Pascal Bérubé qualifie des propos du premier ministre Legault de «minables»

QUÉBEC — Le chef intérimaire du Parti québécois (PQ), Pascal Bérubé, s’est attiré les foudres du premier ministre et de son leader parlementaire, mardi, après qu’il eut soulevé des questions sur le déconfinement et sur l’indépendance de la santé publique.

Le ton s’est envenimé lors de la période des questions, à un point tel que le président de l’Assemblée nationale, François Paradis, a exhorté les députés à s’assurer que «la journée d’aujourd’hui ne se reproduise plus».

M. Bérubé a répondu au premier ministre hors micro que celui-ci tenait des propos «minables». Il a quitté le Salon bleu en colère, non sans que le leader parlementaire du gouvernement, Simon Jolin-Barrette, ne manque de souligner son absence d’un débat.

Des «vous faites exprès» et «aucun respect» ont aussitôt retenti des banquettes, et le président Paradis s’est vu obligé de rappeler à l’ordre M. Jolin-Barrette pour ses commentaires qu’il a jugés «inutiles».

Au coeur de cette histoire, les questions de M. Bérubé en lien avec certaines décisions sur le déconfinement qui pourraient être politiques et ne pas s’appuyer sur la science, selon lui. Il a cité en exemple la décision de garder les écoles fermées dans le Grand Montréal, et celle de lever les contrôles routiers en région.

«Le voyagement entre les régions chaudes et les régions froides pourra avoir des répercussions, a-t-il déclaré. Est-ce que le premier ministre peut admettre que la décision de retirer les contrôles routiers en région ne reposait sur aucune modélisation scientifique?»
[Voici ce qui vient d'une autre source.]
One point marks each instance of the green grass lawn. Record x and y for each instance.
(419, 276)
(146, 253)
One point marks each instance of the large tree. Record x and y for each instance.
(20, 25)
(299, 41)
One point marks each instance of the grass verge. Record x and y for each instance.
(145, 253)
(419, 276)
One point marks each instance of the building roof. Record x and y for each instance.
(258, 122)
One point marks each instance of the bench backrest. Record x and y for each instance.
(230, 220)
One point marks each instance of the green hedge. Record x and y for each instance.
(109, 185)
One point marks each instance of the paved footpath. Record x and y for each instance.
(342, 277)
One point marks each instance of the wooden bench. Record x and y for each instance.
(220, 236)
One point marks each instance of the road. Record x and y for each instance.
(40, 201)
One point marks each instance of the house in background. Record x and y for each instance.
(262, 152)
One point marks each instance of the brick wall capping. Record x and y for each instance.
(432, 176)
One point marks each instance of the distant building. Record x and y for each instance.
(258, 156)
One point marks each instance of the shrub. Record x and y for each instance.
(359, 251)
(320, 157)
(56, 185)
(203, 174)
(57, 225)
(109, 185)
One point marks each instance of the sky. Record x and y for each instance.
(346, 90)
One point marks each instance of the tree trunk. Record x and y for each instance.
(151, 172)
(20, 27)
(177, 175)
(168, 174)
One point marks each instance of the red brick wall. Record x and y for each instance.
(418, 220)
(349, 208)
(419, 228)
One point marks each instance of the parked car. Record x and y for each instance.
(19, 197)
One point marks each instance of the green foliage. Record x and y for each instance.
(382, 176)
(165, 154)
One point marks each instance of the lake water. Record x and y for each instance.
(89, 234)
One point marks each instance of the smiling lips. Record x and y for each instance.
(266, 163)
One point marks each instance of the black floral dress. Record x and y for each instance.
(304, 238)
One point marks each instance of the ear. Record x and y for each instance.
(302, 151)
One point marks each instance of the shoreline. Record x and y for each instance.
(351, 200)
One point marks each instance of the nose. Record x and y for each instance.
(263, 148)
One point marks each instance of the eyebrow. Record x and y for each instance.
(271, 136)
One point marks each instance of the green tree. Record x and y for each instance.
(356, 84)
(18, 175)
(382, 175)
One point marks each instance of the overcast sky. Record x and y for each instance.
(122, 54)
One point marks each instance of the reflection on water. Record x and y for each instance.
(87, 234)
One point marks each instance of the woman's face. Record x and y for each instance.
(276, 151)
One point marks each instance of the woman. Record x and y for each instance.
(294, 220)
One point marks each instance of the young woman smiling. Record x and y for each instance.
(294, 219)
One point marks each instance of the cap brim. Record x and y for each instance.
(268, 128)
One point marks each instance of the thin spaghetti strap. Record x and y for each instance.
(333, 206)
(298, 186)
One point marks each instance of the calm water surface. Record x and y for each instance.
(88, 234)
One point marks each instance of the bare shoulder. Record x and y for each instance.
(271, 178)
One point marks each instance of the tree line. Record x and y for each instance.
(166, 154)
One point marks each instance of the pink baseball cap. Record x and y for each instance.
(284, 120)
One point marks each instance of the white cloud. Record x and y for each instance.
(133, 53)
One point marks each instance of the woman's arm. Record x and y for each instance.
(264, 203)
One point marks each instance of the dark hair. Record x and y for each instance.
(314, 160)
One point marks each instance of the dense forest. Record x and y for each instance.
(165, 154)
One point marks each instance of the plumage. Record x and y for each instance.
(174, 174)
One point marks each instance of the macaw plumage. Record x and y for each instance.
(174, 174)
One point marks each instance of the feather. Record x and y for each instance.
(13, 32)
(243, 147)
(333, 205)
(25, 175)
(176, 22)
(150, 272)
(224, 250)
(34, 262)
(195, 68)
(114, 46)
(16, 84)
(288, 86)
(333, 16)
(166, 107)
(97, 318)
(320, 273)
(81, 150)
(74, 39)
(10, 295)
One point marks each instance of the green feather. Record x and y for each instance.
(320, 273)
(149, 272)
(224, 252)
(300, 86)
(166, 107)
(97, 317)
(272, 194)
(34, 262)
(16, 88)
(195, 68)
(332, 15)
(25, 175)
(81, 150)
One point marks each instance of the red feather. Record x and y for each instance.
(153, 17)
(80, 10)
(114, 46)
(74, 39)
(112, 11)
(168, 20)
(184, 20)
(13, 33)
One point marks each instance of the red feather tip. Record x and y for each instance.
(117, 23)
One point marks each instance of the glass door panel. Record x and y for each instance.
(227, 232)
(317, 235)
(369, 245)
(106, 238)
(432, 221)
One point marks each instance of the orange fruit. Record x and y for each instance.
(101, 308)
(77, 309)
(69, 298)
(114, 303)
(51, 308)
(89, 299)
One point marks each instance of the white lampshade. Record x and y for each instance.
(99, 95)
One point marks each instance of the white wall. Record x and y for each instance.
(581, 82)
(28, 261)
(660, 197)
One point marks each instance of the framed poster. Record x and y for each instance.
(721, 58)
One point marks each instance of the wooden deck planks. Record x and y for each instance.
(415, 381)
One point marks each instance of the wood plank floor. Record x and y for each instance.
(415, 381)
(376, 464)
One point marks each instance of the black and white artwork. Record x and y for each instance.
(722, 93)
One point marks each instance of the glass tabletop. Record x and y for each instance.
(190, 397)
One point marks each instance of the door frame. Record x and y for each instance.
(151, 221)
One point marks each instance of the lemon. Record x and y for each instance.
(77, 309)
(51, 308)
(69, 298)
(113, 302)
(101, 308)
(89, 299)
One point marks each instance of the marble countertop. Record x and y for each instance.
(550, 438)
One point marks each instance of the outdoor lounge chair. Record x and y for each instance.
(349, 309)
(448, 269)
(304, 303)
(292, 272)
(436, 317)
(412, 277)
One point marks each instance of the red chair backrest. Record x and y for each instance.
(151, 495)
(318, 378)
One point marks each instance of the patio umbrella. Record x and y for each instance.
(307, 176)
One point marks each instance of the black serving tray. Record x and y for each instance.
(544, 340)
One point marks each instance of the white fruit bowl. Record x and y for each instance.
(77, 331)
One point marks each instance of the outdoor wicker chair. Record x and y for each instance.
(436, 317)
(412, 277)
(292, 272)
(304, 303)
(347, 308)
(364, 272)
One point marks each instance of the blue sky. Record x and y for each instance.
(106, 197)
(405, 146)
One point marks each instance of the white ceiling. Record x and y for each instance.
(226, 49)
C’est à cet instant que M. Legault a accusé le chef péquiste de vouloir «tuer le tourisme» dans sa région du Bas-Saint-Laurent et de la Gaspésie, des propos «minables», a rétorqué Pascal Bérubé.

Arruda et Legault, «la même personne»

M. Bérubé ne s’est pas arrêté là. «On ne distingue plus ce qui relève du politique et de la santé publique. Le Dr (Horacio) Arruda et lui, c’est la même personne maintenant», a-t-il lancé.

«Il serait temps qu’on clarifie les choses, parce qu’il prend des décisions qui engagent la santé publique des citoyens, les droits et libertés», a-t-il ajouté.

Plus tôt, Pascal Bérubé avait été dur envers le directeur national de la santé publique, Dr Arruda, et le gouvernement, qui était mal préparé, selon lui, pour la crise de la COVID-19.

La preuve, a-t-il dit, c’est que le Québec a été le dernier au pays à se procurer des masques, ce qui lui confère le statut de «dernier de classe».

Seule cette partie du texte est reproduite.